A friend of mine who lost a son to cancer, once explained to me that one of the hardest things for her was that people expected her to move on. Everyone is very sympathetic, she said, when it just happens. Everyone wants to help. People visit you, bring you food and flowers, people call you , cry with you. But then time passes and they move on and they expect that at some point- preferably soon, you will move on too. And become your old self, as if nothing happened.
But of course, you never do. 

And so life goes on, business as usual… and now, just over six years after that awful, unspeakable, criminal tragedy where 19 lives got lost… Most of us, of course, moved on. We walk around Villagio, eat and drink coffee, laugh and buy groceries and clothes, exercise on shiny new equipment. As if nothing ever happened.  It is something nobody really talks about anymore, a friend of mine said. The topic is unmentionable. There isn’t even a plaque in Villagio, to commemorate the lives lost. But, the reality is…A plaque or no plaque, something like that does not just go away.  And every now and then, a narrow corridor or a sleeping child in someone’s arms, or whatever that unexpected, unrelated image might be, will trigger the pain and the horror that we all stored safely away under many mental locks inside our busy minds.
It did happen.





Comments

  1. The elephant in the room, right?
    I can relate to what you share here.

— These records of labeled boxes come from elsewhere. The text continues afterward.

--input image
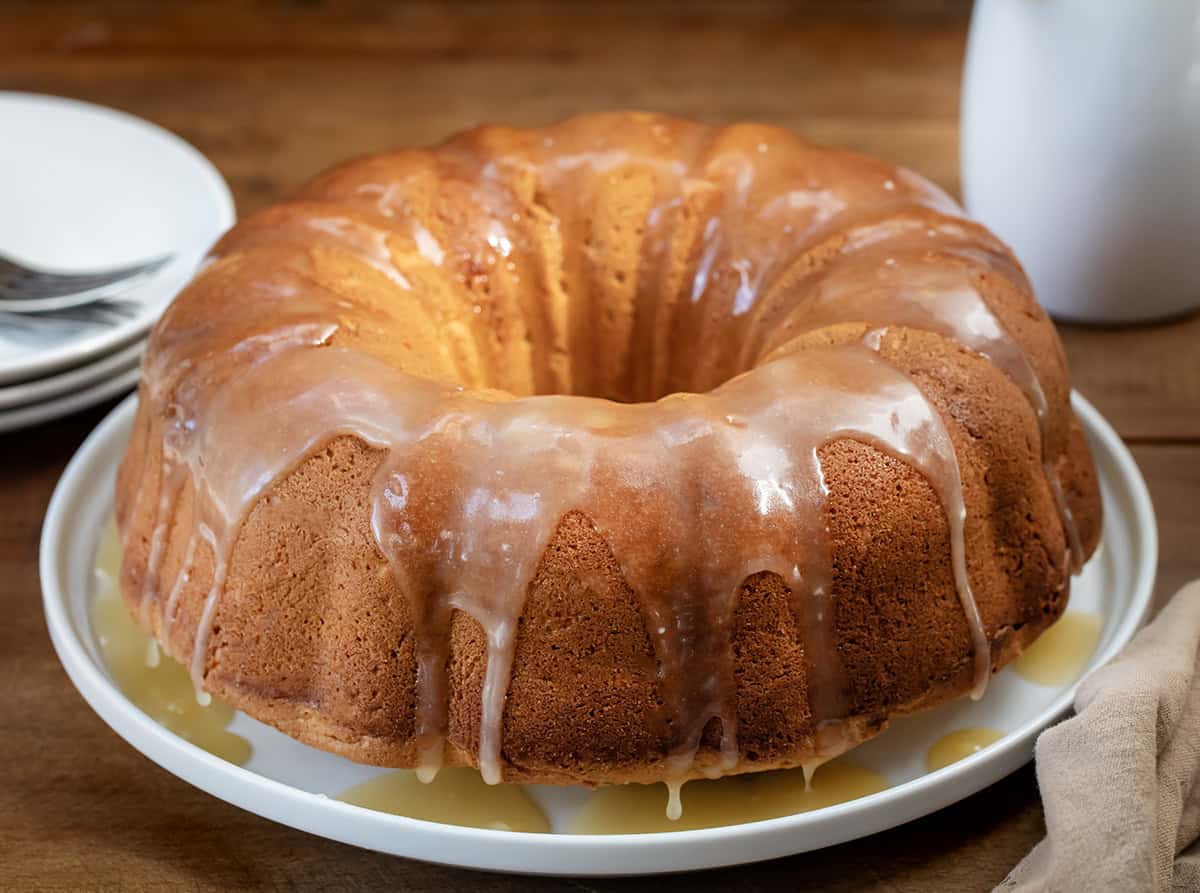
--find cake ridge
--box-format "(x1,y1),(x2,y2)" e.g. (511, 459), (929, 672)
(119, 115), (1096, 781)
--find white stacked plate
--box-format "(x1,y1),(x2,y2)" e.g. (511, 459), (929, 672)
(0, 91), (234, 432)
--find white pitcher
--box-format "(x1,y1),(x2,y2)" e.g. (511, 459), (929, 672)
(962, 0), (1200, 323)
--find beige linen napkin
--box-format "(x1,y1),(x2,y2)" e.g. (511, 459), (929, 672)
(997, 580), (1200, 893)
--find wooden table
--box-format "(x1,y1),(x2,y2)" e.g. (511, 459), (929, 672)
(0, 0), (1200, 891)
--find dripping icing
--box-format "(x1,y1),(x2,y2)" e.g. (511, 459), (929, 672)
(124, 116), (1099, 780)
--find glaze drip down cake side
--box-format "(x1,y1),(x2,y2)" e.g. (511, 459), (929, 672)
(116, 113), (1100, 801)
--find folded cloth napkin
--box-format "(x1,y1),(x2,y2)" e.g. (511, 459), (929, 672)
(997, 580), (1200, 893)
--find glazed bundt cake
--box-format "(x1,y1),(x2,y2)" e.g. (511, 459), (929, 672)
(116, 113), (1100, 784)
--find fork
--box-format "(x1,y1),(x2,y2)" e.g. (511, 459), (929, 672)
(0, 254), (172, 313)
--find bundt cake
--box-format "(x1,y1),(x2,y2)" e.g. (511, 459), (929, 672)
(116, 113), (1100, 785)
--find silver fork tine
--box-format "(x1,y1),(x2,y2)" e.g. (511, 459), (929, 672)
(0, 257), (167, 298)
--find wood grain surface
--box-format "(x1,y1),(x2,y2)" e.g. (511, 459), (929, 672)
(0, 0), (1200, 891)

My older brother passed away 15 years ago, he was 36. I can tell for sure my mom's life just stopped there. What's worse is that my dad passed away at 41, 40 years ago. Back then, my mom didn't get the chance to grieve: she had to move on and work and work because she was left with three little children (11, 8 and 5). So yes, it did happen. And it hurts to remember. Maybe that's why no one wants to talk about it.